ABOVE: Accommodations at the Royal Tented Suite. (Credit: Suján)

While the mighty leopards are the main attraction, the area also features hyenas, crocodiles, and a number of small mammals. Birdwatchers will find more than 250 species of birds in the area, including flamingos and sarus cranes as well as resident raptors and bee-eaters.

ABOVE: Selected images of the Rabari people. (Credit: Suján)

However, Jawai is also a cultural destination. The main activity at Jawai is exploring the countryside and nearby villages by open-air jeep. I was fascinated to learn about the local Rabari people and their symbiotic relation with the leopards, which they revere as godlike. When their goats are eaten by leopards they see it as a sacrifice to the gods. Here in Jawai, the local people respect the leopards and would never harm them, which is unfortunately not always the case with tigers.  The leopards here thrive even though the area is not a national park, unlike Ranthambore or Kanha where the many rules protect the tigers.

ABOVE: Leopard on a Suján Jawai safari. (Credit: Suján)

Because Jawai is not a national park, it is not bound by strict rules such as fixed times and four passengers to a jeep. Travelers can leave and return whenever they wish. I had my own personal ranger named Vedant who drove me around and explained the wilderness, including the facts that one of the females had recently had cubs, so we drove to try to spot her.

ABOVE: Locals riding a jeep.

We received a call on the radio that she was in fact on the other side of the mountain, so we drove quickly over to see her.  She was calmly sitting on a rock on the mountainside, and with the help of a zoom lens we were able to snap a few photos.
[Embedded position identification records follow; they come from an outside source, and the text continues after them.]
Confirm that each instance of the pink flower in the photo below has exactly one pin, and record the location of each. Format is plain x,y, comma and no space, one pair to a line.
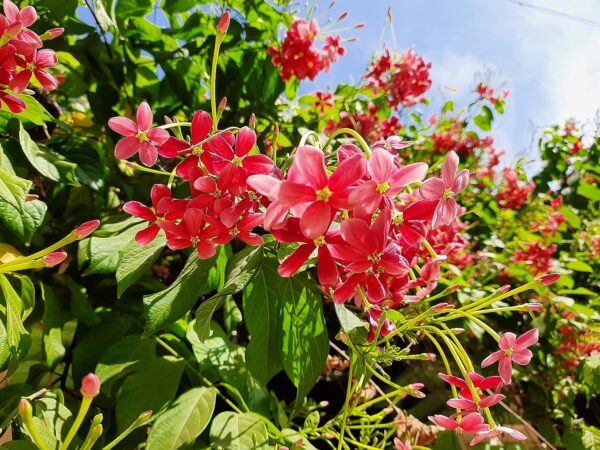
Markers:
512,348
471,423
234,165
165,208
399,445
35,65
314,195
90,385
387,180
497,431
140,137
444,190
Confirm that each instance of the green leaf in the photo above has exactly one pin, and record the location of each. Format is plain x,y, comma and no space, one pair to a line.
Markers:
579,266
149,388
241,268
123,357
135,260
588,190
54,318
169,305
23,222
304,343
180,425
239,432
14,321
104,251
484,119
263,303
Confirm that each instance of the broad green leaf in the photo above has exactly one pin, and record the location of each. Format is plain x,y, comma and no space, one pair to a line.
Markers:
588,190
104,251
241,268
180,425
169,305
124,357
239,431
25,221
579,266
135,260
262,313
305,344
152,386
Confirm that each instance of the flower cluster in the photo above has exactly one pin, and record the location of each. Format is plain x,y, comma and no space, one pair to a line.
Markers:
363,221
513,194
215,165
403,78
536,258
298,55
22,56
476,394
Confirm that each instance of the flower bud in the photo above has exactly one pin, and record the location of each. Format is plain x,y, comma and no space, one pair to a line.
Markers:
54,258
535,307
87,228
223,25
52,33
222,104
90,385
548,279
25,409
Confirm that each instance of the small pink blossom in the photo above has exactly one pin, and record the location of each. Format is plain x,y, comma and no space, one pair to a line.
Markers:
139,136
512,348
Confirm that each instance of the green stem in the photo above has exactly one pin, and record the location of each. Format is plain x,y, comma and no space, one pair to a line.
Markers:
83,409
352,133
213,82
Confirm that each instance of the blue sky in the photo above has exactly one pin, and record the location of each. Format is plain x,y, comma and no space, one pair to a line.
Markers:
550,64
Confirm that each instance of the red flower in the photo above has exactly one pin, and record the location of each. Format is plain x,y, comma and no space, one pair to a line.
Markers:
386,180
165,208
35,65
444,190
326,267
234,166
140,137
315,196
512,348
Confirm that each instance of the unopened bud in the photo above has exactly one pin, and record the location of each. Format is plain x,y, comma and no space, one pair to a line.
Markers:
223,25
25,409
90,385
548,279
52,33
54,258
87,228
535,307
222,104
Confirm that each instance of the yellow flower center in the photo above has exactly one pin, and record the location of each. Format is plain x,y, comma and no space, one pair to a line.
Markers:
382,188
142,136
319,241
324,194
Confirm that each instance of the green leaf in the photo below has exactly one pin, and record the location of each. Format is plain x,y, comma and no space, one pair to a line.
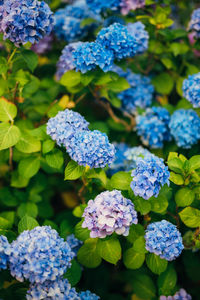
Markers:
156,264
28,144
88,255
27,223
184,197
55,159
73,274
190,217
110,250
28,167
71,78
29,209
121,181
30,58
163,83
132,259
9,135
73,171
8,110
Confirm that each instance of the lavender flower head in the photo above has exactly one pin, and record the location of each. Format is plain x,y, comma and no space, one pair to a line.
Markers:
4,252
164,239
153,127
148,176
109,212
91,148
64,125
185,127
127,5
39,255
180,295
87,56
60,289
26,21
194,24
87,295
191,89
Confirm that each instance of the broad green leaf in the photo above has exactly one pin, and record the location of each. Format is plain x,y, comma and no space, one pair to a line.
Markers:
132,259
28,167
88,255
73,171
8,110
156,264
190,217
9,135
110,250
27,223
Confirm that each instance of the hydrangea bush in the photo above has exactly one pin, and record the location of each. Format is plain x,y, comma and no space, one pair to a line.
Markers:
99,149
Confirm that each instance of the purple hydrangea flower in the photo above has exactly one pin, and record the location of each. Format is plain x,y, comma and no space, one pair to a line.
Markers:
191,89
127,5
87,295
180,295
39,255
185,127
164,239
109,212
59,289
87,56
91,148
64,125
4,252
26,21
153,127
148,176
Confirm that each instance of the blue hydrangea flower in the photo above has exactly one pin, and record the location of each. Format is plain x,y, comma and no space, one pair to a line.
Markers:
66,60
87,295
180,295
26,21
4,252
88,56
148,176
74,243
59,289
153,127
119,162
185,127
194,24
127,5
98,6
109,212
191,89
91,148
132,155
64,125
164,239
39,255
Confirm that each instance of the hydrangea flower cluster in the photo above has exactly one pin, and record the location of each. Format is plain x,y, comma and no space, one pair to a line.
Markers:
91,148
185,127
194,24
109,212
64,125
59,289
39,255
153,127
4,252
164,239
191,89
148,176
26,21
180,295
74,243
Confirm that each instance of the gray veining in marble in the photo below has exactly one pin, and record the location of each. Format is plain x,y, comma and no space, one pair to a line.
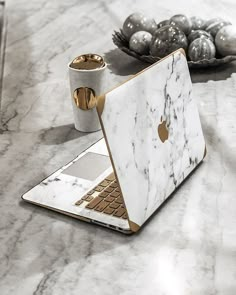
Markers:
189,246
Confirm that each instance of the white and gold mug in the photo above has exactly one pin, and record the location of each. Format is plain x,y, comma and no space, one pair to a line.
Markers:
87,80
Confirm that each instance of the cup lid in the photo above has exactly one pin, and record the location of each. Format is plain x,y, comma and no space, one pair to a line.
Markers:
87,62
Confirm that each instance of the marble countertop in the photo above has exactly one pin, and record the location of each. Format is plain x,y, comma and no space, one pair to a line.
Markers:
189,246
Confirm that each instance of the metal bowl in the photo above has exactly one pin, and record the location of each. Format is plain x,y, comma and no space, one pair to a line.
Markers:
122,43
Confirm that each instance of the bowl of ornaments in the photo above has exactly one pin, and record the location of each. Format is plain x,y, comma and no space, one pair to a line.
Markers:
206,42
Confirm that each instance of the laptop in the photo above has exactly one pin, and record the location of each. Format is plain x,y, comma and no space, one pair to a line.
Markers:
152,141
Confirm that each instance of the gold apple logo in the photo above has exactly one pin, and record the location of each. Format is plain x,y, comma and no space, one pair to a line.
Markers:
163,131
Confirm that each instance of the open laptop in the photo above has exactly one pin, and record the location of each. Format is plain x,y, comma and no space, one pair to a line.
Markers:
152,140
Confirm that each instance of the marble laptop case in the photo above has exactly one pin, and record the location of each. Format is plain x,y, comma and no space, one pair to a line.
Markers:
149,162
152,140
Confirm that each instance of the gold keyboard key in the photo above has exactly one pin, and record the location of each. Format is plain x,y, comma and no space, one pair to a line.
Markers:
110,199
108,210
94,203
87,198
119,200
119,212
114,205
98,188
109,189
103,194
125,216
104,183
111,177
114,194
101,206
79,202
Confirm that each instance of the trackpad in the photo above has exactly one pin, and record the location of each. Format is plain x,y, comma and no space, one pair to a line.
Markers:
89,167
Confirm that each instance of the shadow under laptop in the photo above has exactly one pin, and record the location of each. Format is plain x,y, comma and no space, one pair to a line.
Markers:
122,64
164,205
88,229
81,227
219,73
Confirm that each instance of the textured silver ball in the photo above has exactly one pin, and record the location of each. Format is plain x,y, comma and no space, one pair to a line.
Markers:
182,22
199,34
138,22
226,41
214,28
197,23
140,42
200,49
166,40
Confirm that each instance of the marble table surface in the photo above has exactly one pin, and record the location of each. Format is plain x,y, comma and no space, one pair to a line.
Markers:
189,246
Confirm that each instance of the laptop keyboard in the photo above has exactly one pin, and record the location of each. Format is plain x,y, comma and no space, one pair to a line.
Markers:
105,198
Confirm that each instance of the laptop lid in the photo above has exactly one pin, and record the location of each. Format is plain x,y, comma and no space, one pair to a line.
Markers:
153,133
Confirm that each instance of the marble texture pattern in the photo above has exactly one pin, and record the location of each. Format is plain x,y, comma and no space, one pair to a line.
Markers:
148,169
188,247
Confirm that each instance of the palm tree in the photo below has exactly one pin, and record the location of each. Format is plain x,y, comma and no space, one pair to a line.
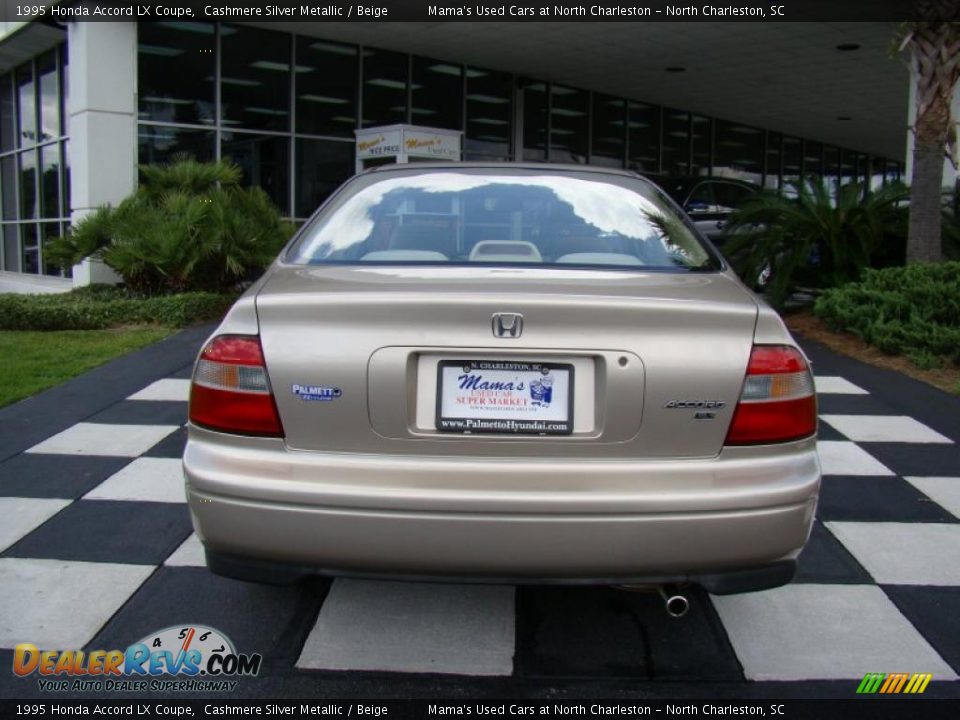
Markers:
811,236
934,44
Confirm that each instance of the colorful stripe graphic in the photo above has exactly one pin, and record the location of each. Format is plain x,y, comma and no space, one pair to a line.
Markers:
894,683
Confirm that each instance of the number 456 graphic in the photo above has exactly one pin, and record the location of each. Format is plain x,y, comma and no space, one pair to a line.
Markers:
894,683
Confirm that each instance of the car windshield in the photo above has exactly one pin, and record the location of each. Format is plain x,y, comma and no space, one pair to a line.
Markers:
497,219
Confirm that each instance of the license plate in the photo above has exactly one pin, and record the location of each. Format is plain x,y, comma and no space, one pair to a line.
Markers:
499,396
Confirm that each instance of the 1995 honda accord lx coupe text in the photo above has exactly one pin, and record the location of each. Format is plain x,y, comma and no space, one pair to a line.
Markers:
510,373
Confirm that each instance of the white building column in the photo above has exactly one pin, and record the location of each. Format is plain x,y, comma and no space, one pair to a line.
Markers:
102,123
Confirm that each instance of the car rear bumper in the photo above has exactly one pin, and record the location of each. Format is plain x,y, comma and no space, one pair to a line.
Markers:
744,515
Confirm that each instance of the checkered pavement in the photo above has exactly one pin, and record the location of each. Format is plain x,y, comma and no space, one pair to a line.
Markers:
96,551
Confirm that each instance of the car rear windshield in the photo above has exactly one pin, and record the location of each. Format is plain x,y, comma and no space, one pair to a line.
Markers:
462,218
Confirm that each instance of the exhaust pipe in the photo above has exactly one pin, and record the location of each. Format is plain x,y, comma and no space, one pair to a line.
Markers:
676,604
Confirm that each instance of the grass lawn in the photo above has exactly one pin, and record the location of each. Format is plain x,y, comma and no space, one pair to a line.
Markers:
35,361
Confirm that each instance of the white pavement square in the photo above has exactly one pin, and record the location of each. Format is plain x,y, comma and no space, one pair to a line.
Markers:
822,632
23,515
847,458
190,554
58,604
944,491
413,627
884,428
166,389
101,439
828,384
904,553
145,479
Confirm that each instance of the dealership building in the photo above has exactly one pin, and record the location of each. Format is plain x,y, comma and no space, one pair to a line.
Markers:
83,103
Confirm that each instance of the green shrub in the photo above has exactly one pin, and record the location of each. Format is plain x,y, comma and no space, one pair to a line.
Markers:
912,311
97,308
189,227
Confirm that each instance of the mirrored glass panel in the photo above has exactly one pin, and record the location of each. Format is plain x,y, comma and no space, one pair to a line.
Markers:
322,165
176,64
569,120
265,162
489,130
437,94
384,87
327,95
255,78
609,131
644,137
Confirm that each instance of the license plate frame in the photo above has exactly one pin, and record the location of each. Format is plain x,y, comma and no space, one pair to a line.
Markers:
537,414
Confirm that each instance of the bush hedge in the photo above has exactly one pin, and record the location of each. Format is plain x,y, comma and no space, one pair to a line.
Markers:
96,308
912,311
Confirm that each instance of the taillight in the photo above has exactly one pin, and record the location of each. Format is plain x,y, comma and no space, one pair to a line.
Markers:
230,392
778,402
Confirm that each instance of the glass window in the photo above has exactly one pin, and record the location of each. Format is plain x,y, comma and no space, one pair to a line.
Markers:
676,142
569,119
265,161
534,120
11,248
49,96
812,158
27,106
503,218
8,178
255,78
792,162
8,130
437,94
489,129
644,136
326,95
609,131
31,249
771,177
50,181
701,138
176,65
48,233
384,88
28,185
738,151
159,144
322,166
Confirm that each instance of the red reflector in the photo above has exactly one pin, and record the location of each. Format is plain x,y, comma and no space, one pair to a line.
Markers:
778,402
233,412
772,359
758,423
235,350
230,391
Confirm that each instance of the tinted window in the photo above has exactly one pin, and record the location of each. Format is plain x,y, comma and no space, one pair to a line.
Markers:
536,219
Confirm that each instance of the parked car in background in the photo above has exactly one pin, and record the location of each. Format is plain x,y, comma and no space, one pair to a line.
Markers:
503,373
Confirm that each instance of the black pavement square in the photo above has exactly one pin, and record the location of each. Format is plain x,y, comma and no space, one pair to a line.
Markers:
608,632
826,561
171,446
928,459
142,412
138,533
935,612
272,620
55,476
876,499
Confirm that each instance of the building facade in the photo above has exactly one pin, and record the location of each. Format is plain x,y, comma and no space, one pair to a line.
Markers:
78,116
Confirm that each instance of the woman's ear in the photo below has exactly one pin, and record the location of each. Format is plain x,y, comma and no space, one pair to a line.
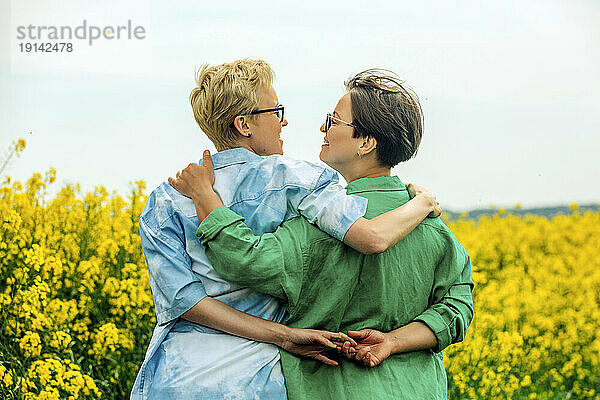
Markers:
241,125
368,145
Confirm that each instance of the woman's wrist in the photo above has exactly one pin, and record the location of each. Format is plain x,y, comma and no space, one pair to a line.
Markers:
280,334
426,201
205,203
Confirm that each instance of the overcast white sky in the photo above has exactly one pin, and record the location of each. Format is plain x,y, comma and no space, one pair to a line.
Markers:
510,90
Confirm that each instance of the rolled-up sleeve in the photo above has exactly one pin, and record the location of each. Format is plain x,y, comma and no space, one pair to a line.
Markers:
451,305
270,264
330,208
174,285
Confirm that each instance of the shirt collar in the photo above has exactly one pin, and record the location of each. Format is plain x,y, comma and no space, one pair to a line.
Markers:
379,183
239,155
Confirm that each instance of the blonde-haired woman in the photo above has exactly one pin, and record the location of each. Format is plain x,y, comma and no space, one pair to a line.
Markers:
215,339
403,307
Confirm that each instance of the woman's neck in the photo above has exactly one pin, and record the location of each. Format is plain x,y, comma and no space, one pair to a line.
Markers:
358,171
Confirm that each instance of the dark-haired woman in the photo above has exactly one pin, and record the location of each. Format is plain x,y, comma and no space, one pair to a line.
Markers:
403,306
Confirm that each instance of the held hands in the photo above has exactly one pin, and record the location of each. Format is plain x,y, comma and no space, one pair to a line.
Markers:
312,343
195,181
371,349
425,195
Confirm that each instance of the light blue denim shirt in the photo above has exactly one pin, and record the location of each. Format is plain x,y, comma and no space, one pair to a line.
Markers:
185,360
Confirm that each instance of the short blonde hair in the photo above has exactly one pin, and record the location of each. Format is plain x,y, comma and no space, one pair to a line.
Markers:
224,92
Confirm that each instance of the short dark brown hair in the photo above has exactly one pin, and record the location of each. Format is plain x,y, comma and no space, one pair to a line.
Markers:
384,109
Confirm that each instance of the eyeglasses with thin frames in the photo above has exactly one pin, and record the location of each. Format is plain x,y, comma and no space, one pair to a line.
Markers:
278,111
331,117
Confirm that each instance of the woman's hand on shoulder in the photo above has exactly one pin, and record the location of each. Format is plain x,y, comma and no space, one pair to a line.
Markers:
425,195
195,181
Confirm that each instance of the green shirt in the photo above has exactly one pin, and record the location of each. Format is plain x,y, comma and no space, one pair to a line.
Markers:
328,285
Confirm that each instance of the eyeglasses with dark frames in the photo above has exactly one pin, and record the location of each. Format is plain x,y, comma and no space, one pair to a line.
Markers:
331,117
278,111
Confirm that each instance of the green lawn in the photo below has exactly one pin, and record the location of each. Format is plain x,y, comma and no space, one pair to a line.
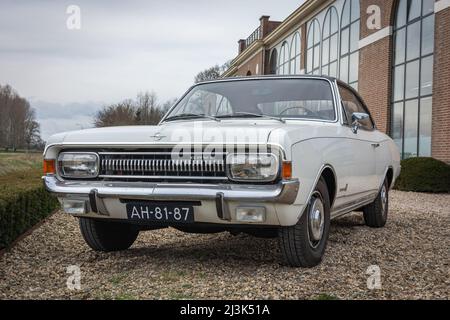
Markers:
19,161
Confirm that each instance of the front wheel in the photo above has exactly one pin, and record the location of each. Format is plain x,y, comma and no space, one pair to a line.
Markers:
375,214
304,244
108,236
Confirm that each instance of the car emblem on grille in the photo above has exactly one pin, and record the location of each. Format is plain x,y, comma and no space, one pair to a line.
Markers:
157,137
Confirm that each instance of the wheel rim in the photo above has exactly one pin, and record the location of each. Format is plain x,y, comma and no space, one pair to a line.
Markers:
384,199
316,220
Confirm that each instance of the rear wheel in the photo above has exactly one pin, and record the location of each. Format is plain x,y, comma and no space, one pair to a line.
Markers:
304,244
375,214
108,236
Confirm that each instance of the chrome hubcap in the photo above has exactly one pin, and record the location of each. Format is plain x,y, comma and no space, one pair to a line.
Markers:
316,221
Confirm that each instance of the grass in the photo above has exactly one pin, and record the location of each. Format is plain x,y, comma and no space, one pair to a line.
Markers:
14,162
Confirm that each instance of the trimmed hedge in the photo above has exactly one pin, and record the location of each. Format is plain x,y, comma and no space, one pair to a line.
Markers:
23,203
424,175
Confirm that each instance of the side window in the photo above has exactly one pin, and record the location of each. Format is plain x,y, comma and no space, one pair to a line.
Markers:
350,105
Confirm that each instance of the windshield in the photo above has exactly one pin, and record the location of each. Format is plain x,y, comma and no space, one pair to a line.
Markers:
269,98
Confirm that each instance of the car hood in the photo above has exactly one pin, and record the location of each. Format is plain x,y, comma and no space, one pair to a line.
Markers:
236,131
196,132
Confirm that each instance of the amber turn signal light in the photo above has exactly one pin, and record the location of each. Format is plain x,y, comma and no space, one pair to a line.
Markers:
286,172
49,167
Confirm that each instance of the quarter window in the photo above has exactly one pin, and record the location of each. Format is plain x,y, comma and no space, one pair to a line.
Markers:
351,104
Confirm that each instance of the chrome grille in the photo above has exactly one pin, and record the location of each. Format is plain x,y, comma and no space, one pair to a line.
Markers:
160,165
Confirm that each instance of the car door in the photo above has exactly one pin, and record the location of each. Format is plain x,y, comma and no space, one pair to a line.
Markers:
362,182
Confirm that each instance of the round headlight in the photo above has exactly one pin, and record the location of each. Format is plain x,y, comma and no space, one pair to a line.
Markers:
78,165
253,167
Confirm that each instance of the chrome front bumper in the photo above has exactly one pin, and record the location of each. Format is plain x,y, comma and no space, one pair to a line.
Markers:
284,192
96,193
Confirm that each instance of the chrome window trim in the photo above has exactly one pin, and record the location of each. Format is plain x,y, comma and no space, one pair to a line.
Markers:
331,81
Besides the jeep safaris, I was able to explore the area on foot. Bicycling is also available.

ABOVE: In a jeep with Vedant, my personal ranger.

The Spa Tent is excellent and I indulged in a massage and a much-needed manicure and pedicure. There is a lovely swimming pool also, and relaxation midday between the morning and evening safaris is highly recommended.

Jawai has only 11 tents and over 50 staff, so the service is phenomenal.  You have your own butler whom you call by pressing a button in your tent, because there are no phones (nor TVs). The staff quickly learns your likes and dislikes, from your drinks to your food preferences. I went running every morning, and they supplied me with a running partner – one of the rangers named Will from the UK – and a jeep trailed us with cold water and towels just in case we wanted to bail early.

ABOVE: Locals pass by on a Jawai street.

Jawai Leopard Camp is an extremely special place, not only because of the picturesque scenery, the remote location, and the leopards, but mostly because of the people – the management, the staff, and the friendly locals.

Much like the lazy Jawai River whence this luxury boutique property derives its name, Suján Jawai is seasonal, open to guests from September 25 to April 30. The property includes eight luxury tents, one Family Tented Suite for groups of four, and the Royal Tented Suite. Travelers should also remember to visit the Suján’s sister property Rajmahal Palace in Jaipur, which is equally fabulous but in an opulent, urban palace way.